Trevor Pinch, coauthor of Living in a Material World: Economic Sociology and Technology Studies asks an interesting question in the wake of the crash of Flight 1549 - what if we let pilots run banking?
There is an old joke about European national stereotypes getting switched by a befuddled Brussels bureaucrat planning a new Europe. Beforehand the Germans ran machines, the Italians love, the French food, the Brits the bureaucracy, and the Swiss multilingual proficiency. After the switch, the Germans ended up with bureaucracy, the Italians got to run the machines, the Brits food, the French multilingual education, and the Swiss were put in charge of love – a zero sum loss!
Seeing those thankful, shivering Bank of America executives on the wings of Flight 1549 in the Hudson reminded us that we all put our lives in the hands of other professions. The pilots saved the bankers and the other passengers on the stricken US Airways jetliner, but can the bankers save the pilots and the rest of us? Now no one in their right mind would let a banker anywhere near the controls of an Airbus A320, but what if the pilots got to run banking?
Air travel used to be one of the least-safe forms of travel – anyone remember the Comet? In a fifty year period this form of transport has been transformed into one of the safest known to mankind. How did this happen? Part of the change came from better technology, such as more reliable engines, better materials, and the like, and part came from better training for pilots and air-traffic controllers. But the key transformations were a new approach to making complex technologies reliable, and changes in regulation. And here there may be lessons for the banking sector.
The improvement in aircraft reliability came from the fledging new field of reliability engineering.
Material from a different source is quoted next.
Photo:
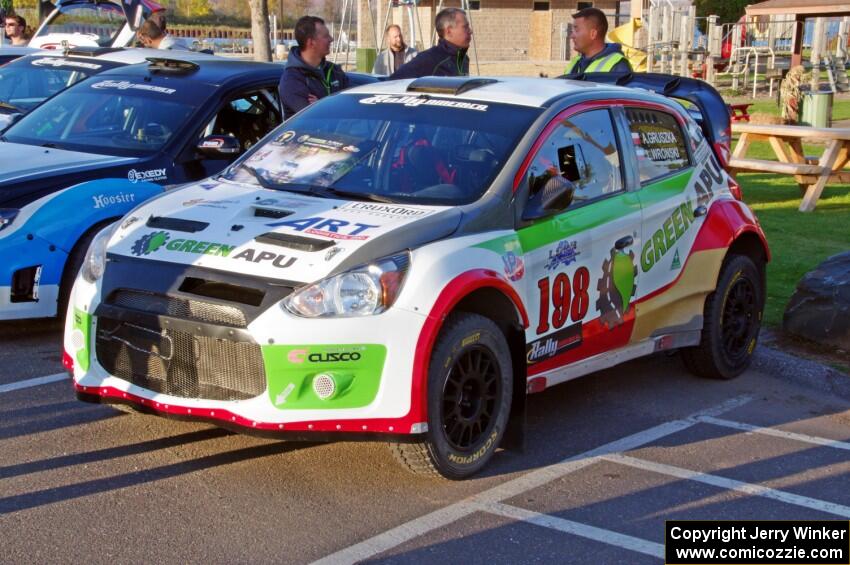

This was first developed by Werner von Braun in the context of Second World War V2 rockets. Rocketry was notoriously unreliable and part of von Braun’s genius was to introduce ways around the problem of repeated failure Most of these techniques are taken for granted today: redundancy of components (if one fails, have a back up), introduce change conservatively (in the aircraft industry every new component has to be tested on a preexisting working technology - no massive change is allowed such as introducing a whole new technology such as with the space shuttle), and lastly, test, test, and test again.
And the aircraft industry tests for “black swans”, what Nassim Taleb calls those extremely unlikely events. One such “black swan” for air safety is engine failure from bird injection (in this case the suspected black swans were actually high flying Canadian geese!) At an FAA test facility several freshly killed chickens (live birds are hard to use) are fired at giant aero engines to see how they perform under different conditions. In other words the industry looks for the outliers and prepares for the worst case scenario. Studies have been made of what is ingested into aircraft engines: the list includes rodents, deer, turtles, oppossums and even alligators! .The pilots train for engine failure so if the black swan occurs they are prepared for that unlikely event. We still need to rely on human skill and a little bit of luck – nothing will prevent accidents entirely, but you want the odds on your side.